Wednesday, September 15, 2010

Deadline nears, but govt undecided on reformed GST

ISLAMABAD: With just 15 days to go before the deadline, the authorities are still unclear if the reformed general sales tax on services can be introduced on Oct 1, as proclaimed in the federal budget and promised to the International Monetary Fund (IMF).

According to an official, this is one of the many key policy initiatives on which the bureaucracy has been seen slow-pedalling in recent weeks as the economy suffers amid indecisiveness of the political leadership and economic managers.

A clear roadmap to keep fiscal deficit within permissible limits, stop continuous haemorrhage caused by public sector organisations and speeding up energy sector reforms was also missing, he said.

As a result, IMF authorities had declined to present Pakistan’s case before its executive board for the release of a $1.7 billion instalment under the $11.3 billion standby arrangement, he said.

“Practically, Pakistan is not under the IMF programme at present, although the $11.3 billion programme has neither been completed nor terminated,” another official said.

The only thing that the IMF authorities have been insisting for Pakistan to do is the imposition of reformed GST and that too was included in the programme on the request of the finance ministry.

An official who was part of the recent negotiations with the IMF in Washington said the agency was ready to raise the fiscal deficit limit in view of devastation caused by floods and to show flexibility on some other fronts as well, but it was sceptical about Islamabad’s intentions on deliverables it had planned, including introduction of reformed GST on Oct 1, power sector reforms (not tariff increase) and improvements in public sector corporations.

He said the economic team had made it clear to the political leadership how important the reformed GST and other economic measures were for long-term economic interests and smooth relations with the IMF in the short term. “I am at a loss what is hindering the introduction of reformed GST but something is fishy,” said the official.

He said a follow-up mission of the IMF would visit Pakistan in the first week of October to see progress on reformed GST, power sector reforms, including circular debt, resolution of about Rs400 billion stuck up in commodity operations and reduction in public sector losses.

On conclusion of the visit, the mission will recommend to the executive board whether to terminate the programme or release the remaining two instalments and on what conditions.

He said the IMF decision to delay payments to Pakistan from July and then to November-December would create more challenges and perhaps the political clout of the United States would be the crucial factor in keeping the economic lifeline to Islamabad alive.

The financial flows from other multilaterals like the World Bank, Asian Development Bank, Japan, Kerry Lugar payments, other bilateral lenders and international financial market are contingent upon IMF’s support.

Sources said senior finance ministry officials — Secretary Salman Siddique and Special Secretary Asif Bajwa — and economic managers like Finance Minister Dr Abdul Hafeez Shaikh and Planning Commission’s Deputy Chairman Dr Nadeemul Haq (the shadow deputy finance minister) were not on the same wavelength on key policy decisions.

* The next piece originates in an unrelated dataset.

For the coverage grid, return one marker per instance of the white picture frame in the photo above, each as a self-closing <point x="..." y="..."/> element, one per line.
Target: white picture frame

They said a mistrust that had arisen between the finance ministry and the Sindh government over non-incorporation of the National Finance Commission award in the federal budget documents, as signed by the NFC members, had become a main stumbling block in the introduction of reformed GST on services. The Sindh government had made a strong case for changes in the finance ministry’s senior bureaucracy, but the prime minister came to their rescue at the last moment when even the president was convinced how the entire NFC had been made part of the federal budget through explanatory memorandums.

Of late, the sources said, the finance minister had lost the drive which was required to steer the economy out of difficult times, mainly due to “political obscurity and bureaucratic intricacies”.

The situation was such that the Federal Board of Revenue’s Chairman Sohail Ahmad had openly started questioning the revenue target he himself had agreed to deliver before the budget announcement, the sources said.

Mr Haq, too, has so far not acted on his promises to convert the Planning Commission into a vibrant and innovative organisation.

On top of that, unauthenticated political statements by the prime minister and foreign minister about flood-related losses have compounded the credibility gap at the international level.

Finance ministry officials said they were caught off guard on $43 billion losses reported by Foreign Minister Shah Mehmood Qureshi and the prime minister when the damage and need assessment had just been launched by the World Bank and ADB.

The officials said the finance ministry, economic affairs division or the Planning Commission did not provide the estimates to the prime minister and perhaps they had wrongly been mixed up with the $43 billion loss the country had suffered over eight years as a result of the war on terror.

They said the prime minister’s estimates about six to seven per cent fiscal deficit during the current year had also not been provided by the finance ministry.